La provincia liquida
Analisi semiseria, forse irriverente, in tre puntate, del lato
oscuro della provincia italiana. Un luogo dove avvengono terribili delitti, ma
le ferite si rimarginano molto alla svelta; dove il tempo non gioca a favore
degli investigatori, dove gli eventi fluiscono senza sosta …
(parte I)
Ho
le mie colpe e anche le mie croci, come tutti i giallisti. I miei romanzi
ambientati in provincia mi spinsero a coniare il termine soft boiled per definire il mio genere. A questa mia colpa ne ho
aggiunta una molto più appariscente: ho scritto, per la Romano editore, un
romanzo dal titolo: Una tranquilla provincia criminale. Ossimoro inquietante che
stimola curiosità perverse. La croce che ne deriva è pesante. Quando faccio
presentazioni in pubblico o in TV, è ormai scontato che mi si chieda cosa pensi dei delitti di
provincia o, tout court, della
provincia criminale.

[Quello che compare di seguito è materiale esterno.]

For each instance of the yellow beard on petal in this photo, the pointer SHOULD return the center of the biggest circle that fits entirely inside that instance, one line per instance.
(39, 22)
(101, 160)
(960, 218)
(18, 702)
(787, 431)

Per poter sperare d’espiare, devo formalizzare meglio una
risposta articolata. Facciamo allora la lista dei casi a cui intendo riferirmi:
Cogne
(2002) condannata la Franzoni
Erba
(2006) condannati Olindo e Rosa
Garlasco
(2007) assoluzione di Stasi
Perugia
(2007) assoluzione Amanda e Raffaele
Potenza
(2010) condanna per Restivo
Avetrana
(2010) in attesa di giudizio: tutti fuori, per ora.
Brembate
(2010) s’indaga, dicono.
Ascoli
(2011) in attesa di giudizio: lui va in tv!
Armi
dei delitti: mani nude, coltelli o mazze (quando sono state individuate, se no
genericamente: corpi contundenti). Non sono tutti, sono solo quelli più seguiti
dai media, terribili spezzoni di storia della provincia criminale italiana. Le
vittime, due bambini e nove donne; nessun uomo: inquietante statistica. Non li
riassumerò, la lista serve solo ad illuminare il contesto. Credo che tutti ricordino
bene i fatti e quello che è successo durante le indagini e i processi.
Per
prima cosa voglio solo evidenziare alcuni pregiudizi degli inquirenti che credo
abbiano impedito, e ostacoleranno, indagini più efficaci.
La camera chiusa.
E’
un classico della letteratura gialla. Una sfida per gli autori, quando il
mistero (per ideologia razionale) veniva risolto con la logica. Il primo
esempio di enigma della camera chiusa è comunemente ritenuto il racconto
di Edgar Allan Poe I delitti della Rue Morgue (1841). Da allora molti si
sono cimentati, a volte con estensioni a tutta una casa o villa. Molti romanzi
dell’epoca contenevano una piantina del luogo: veritava il delitto e permetteva
al lettore di immedesimarsi. E’ nato anche un gioco da tavolo, Cluedo, ancora
in voga tra i ragazzini.
Sul
tavoliere è rappresentata la pianta di un appartamento. Bruno Vespa, da
ragazzo, ce ne deve aver passato del tempo visto che, tra Cogne e Garlasco, ci
ha intrattenuto per ore con modellini tridimensionali delle due villette dove
si erano svolti i delitti. Ma qualche maligno sostiene che si è fatto
consigliare da Umberto Eco (ne Il nome della rosa la piantina c’è!).